Efficienza e rinnovabili richiedono forti investimenti, ma non ci sono pasti gratis nemmeno per altre scelte. L’obiettivo di risparmio e di efficienza energetica (riduzione del 20% del consumo tendenziale interno al 2020) è molto impegnativo, ma non è vincolante, quindi non è un costo obbligatorio, ma una scelta. L’obiettivo, invece vincolante, di coprire il 17% del consumo energetico al 2020 con fonti rinnovabili è molto impegnativo e richiede investimenti importanti che comportano non solo costi e non solo benefici ambientali, ma sviluppo di una fonte nazionale, sviluppo occupazionale e tecnologico. Per l’efficienza energetica e lo sviluppo delle fonti rinnovabili occorre una definizione del quadro energetico nazionale almeno al 2020: non è realistico, come spesso viene detto, proporre sia un forte incremento delle rinnovabili, sia l’efficienza energetica ed elettrica, insieme a un aumento del carbone, del gas e aggiungendo anche il nucleare. Tutto ciò non sta affatto insieme e nessun pasto sarà gratis. Chi attacca sul costo dell’efficienza e delle rinnovabili, propone in realtà altre scelte energetiche prioritarie.

Se vincono gli attuali alleati del centro-est Europa, l’Italia perde alla grande. Attenzione alle alleanze con i paesi ex socialisti europei che criticano il pacchetto europeo perché richiedono di tornare al 1990 come anno di riferimento anche per la seconda fase del dopo Kyoto e non, invece, adottare come anno di riferimento il 2005 come propone la Commissione europea. Questi paesi, infatti, nel 1990 avevano emissioni molto elevate che poi sono rapidamente crollate insieme alla loro industria pesante ed energivora.
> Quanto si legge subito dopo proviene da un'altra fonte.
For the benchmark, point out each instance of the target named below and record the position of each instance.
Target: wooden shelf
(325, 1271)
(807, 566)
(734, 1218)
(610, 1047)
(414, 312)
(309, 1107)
Per loro tenere fermo il 1990 significa poter vendere diritti di emissione, spostare invece al 2005 la data di riferimento, significa dover attuare, anche loro, misure di riduzione delle emissioni. Questo spostamento sarebbe vantaggioso anche per la Russia, ma renderebbe molto più difficile un accordo globale sia con gli Stati Uniti sia con la Cina, che hanno invece notevolmente aumentato le loro emissioni dal 1990 e cominciato a frenarle dal 2005. Sarebbe una posizione quantomeno strana per chi sostiene la necessità di un minore impegno per l’Italia: nel 1990 le emissioni erano di 517 milioni di tonnellate, nel 2005 578 milioni, cioè 61 milioni in più. Partire dal 1990 per l’Italia sarebbe molto svantaggioso.

* Presidente della Fondazione per lo Sviluppo Sostenibile.